Civil Procedure (2005-2006)


Venue is not constitutionally mandated or designated. It is a tool within the federal system for allocating the business of the federal courts. Thus, it is waivable.

  1. Generally [28 U.S.C. §§ 1391(a)-(d), 1446(a)]
    1. If all defendants "reside" in the same State, where any defendant "resides" [§ 1391(a)]; or
    2. Where substantial part of events/omissions creating the case occurred, or substantial part of property that is subject of case is located [§ 1391(b)]; or
    3. If neither (1) nor (2) exists in the U.S. [§ 1391(c)]:
      1. In diversity cases, any district with PJ over any defendant
      2. In federal question or "other" cases, any district where any defendant is "found".
    4. An alien may be sued in any district. [§ 1391(d)]

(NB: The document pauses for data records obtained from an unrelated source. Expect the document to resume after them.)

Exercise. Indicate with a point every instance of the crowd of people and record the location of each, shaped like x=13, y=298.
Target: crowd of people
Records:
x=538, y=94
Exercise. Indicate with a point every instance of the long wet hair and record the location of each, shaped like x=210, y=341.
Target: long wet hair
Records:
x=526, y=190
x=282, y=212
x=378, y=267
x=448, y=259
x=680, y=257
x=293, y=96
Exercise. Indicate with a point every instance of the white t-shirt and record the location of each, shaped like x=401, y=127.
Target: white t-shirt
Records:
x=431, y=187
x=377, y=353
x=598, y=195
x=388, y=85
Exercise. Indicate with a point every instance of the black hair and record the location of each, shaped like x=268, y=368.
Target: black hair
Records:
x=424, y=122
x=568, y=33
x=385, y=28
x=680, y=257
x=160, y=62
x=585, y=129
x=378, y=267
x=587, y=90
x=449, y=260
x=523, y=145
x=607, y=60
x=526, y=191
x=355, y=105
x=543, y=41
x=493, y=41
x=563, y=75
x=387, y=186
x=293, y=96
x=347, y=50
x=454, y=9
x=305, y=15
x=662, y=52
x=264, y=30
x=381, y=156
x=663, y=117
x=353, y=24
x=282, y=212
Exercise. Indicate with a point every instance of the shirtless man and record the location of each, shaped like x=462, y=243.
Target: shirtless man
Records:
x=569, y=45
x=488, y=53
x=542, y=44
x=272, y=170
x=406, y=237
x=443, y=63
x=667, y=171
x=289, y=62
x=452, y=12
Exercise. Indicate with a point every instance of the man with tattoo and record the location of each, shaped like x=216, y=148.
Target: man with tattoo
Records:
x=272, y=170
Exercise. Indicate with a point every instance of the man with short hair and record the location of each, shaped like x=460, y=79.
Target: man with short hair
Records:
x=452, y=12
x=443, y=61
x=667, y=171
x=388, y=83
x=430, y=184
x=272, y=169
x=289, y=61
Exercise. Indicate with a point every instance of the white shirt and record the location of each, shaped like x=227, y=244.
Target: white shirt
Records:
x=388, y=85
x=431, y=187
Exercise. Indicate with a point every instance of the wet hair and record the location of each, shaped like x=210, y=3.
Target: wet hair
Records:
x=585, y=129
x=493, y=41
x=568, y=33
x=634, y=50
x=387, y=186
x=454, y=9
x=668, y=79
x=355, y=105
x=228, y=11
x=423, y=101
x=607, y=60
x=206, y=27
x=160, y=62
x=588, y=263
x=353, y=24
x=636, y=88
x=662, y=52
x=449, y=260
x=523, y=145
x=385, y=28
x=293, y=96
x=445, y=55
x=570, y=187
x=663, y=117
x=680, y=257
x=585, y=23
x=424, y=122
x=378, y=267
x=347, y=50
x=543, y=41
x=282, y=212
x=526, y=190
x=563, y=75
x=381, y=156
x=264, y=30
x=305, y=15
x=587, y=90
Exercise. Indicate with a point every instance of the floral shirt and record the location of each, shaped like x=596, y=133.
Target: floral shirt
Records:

    5. For removed actions, federal court in district and division embracing state court case came from. [§ 1446(a)]
  2. Residence
    1. Individuals – Where domiciled, place intends to permanently live. (Some courts include place currently lives even if not permanent.)
    2. Corporations – All districts where, treating districts as states, district court would have PJ over the corporation.
    3. Do not confuse the following:
      1. "Dwelling or place of abode" (service of process)
      2. "Citizenship" (diversity SMJ)
      3. "Residence" (venue)
  3. Dismissing for Improper Venue
    1. Defendant must use it or lose it [Rule 12(b)(3)]; and/or
    2. Court may dismiss or transfer to any proper venue. [28 U.S.C. § 1406]
  4. Changing Venue
    1. By motion or sua sponte, transfer to any proper and better venue [§ 1406(a)]
      1. Bolivia - Sua sponte transfer to more appropriate venue.
      2. Goldlawr v. Heiman – Transfer under § 1406(a) saves claims from statues of limitations.
    2. Transfer to any division within district by consent motion of all parties.